The delay of the initiation of AHT past 150 days was associated with diminished survival in hormone receptor-positive, ERBB2-negative patients with breast cancer who did not receive chemotherapy. Efforts should be made to address factors associated with delayed treatment to improve survival.

摘要

重要性

研究表明,手术和辅助化疗的延迟启动与乳腺癌生存率降低有关。然而,辅助激素治疗(AHT)的延迟启动是否与生存有关仍不清楚。

目的

评估辅助激素治疗时间(TTH)与乳腺癌生存的关系,并评估与 AHT 相关的因素。

设计、地点和参与者:这项队列研究利用 2004 年至 2014 年期间国家癌症数据库的数据,评估 TTH(分层为≤150 天和>150 天)与癌症生存的关系。所有纳入的患者均被诊断为 I 期至 III 期激素受体阳性、人表皮生长因子受体 2(ERBB2;以前称为 HER2)阴性浸润性乳腺癌,并在未接受化疗的情况下接受 AHT。数据分析于 2019 年 4 月至 2020 年 5 月进行。

暴露情况

AHT 在乳腺癌治疗后的不同时间点进行。

主要结局和测量

构建逆概率治疗加权(IPTW)模型,通过调整治疗机构、患者人口统计学特征、肿瘤特征和治疗来评估总生存率;进行多变量逻辑回归分析,以评估与延迟治疗相关的因素。

结果

共纳入 144103 例患者(中位[IQR]随访时间,36.6 个月[25.5-49.2 个月];平均[SD]年龄,63.7[11.6]岁),其中 142916 例(99.2%)为女性,11574 例(8.0%)为黑人患者,126013 例(87.4%)为白人患者。其中,134873 例(93.6%)的 TTH 为 150 天或更短,9230 例(6.4%)的 TTH 长于 150 天。基于 IPTW 的 Cox 模型表明,与接受及时治疗(TTH≤150 天)的患者相比,接受延迟 AHT(即 TTH 超过 150 天)的患者生存率降低(风险比[HR],1.31;95%CI,1.26-1.35;P<0.001)。几项敏感性分析(包括使用稳定权重的 IPTW[HR,1.31;95%CI,1.19-1.45;P<0.001]、倾向评分匹配[HR,1.41;95%CI,1.13-1.76;P=0.002]和倾向评分回归调整[HR,1.29;95%CI,1.16-1.43;P<0.001])和探索性亚组分析得出了类似的趋势。
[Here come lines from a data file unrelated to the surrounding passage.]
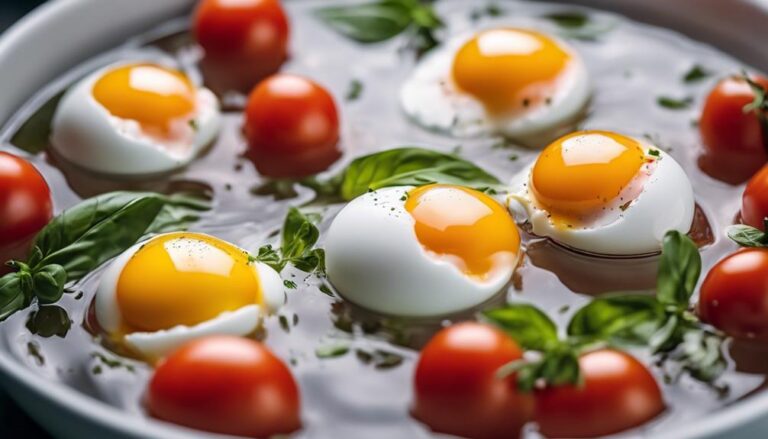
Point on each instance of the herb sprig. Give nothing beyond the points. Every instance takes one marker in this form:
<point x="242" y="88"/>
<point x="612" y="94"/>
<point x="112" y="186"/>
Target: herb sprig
<point x="665" y="324"/>
<point x="297" y="245"/>
<point x="85" y="236"/>
<point x="384" y="19"/>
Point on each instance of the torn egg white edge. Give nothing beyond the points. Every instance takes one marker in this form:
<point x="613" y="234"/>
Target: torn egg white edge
<point x="533" y="129"/>
<point x="238" y="322"/>
<point x="84" y="133"/>
<point x="614" y="238"/>
<point x="427" y="285"/>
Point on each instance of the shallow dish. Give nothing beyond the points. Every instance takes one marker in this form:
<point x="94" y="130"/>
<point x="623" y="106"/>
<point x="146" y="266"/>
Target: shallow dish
<point x="85" y="27"/>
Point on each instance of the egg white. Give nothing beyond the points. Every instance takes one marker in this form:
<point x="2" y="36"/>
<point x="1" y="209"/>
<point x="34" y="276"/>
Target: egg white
<point x="374" y="259"/>
<point x="665" y="203"/>
<point x="431" y="99"/>
<point x="159" y="343"/>
<point x="87" y="135"/>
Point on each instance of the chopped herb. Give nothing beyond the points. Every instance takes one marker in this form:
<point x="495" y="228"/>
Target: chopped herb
<point x="354" y="91"/>
<point x="332" y="350"/>
<point x="673" y="103"/>
<point x="697" y="73"/>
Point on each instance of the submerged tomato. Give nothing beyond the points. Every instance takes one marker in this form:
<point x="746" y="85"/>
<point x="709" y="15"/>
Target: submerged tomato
<point x="244" y="41"/>
<point x="618" y="393"/>
<point x="456" y="388"/>
<point x="25" y="200"/>
<point x="227" y="385"/>
<point x="733" y="141"/>
<point x="734" y="295"/>
<point x="292" y="127"/>
<point x="754" y="202"/>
与延迟 AHT 相关的因素包括黑人种族身份(OR,1.66;95%CI,1.55-1.77)、非私人保险(例如,无保险:OR,1.46;95%CI,1.26-1.70)、居住在大都市或大都市区(参考城市、欠城市或农村:OR,0.82;95%CI,0.76-0.87)、在社区医院接受治疗(参考学术或研究机构:OR,0.91;95%CI,0.84-0.98)、Charlson-Deyo 合并症指数评分 2 或更高(OR,1.17;95%CI,1.04-1.32)、分化不良(OR,1.42;95%CI,1.32-1.53)、II 期和 III 期病理阶段(III 期:OR,3.13;95%CI,2.76-3.54)、雌激素受体阳性(ER+)/孕激素受体阴性(PR-)或 ER-/PR+(OR,1.22;95%CI,1.13-1.31)、接受保乳手术(参考乳房切除术:OR,0.87;95%CI,0.79-0.94)和放疗(参考无放疗:OR,0.56;95%CI,0.52-0.61)。

结论和相关性

在未接受化疗的激素受体阳性、ERBB2 阴性乳腺癌患者中,AHT 启动时间延迟超过 150 天与生存率降低有关。应努力解决与延迟治疗相关的因素,以提高生存率。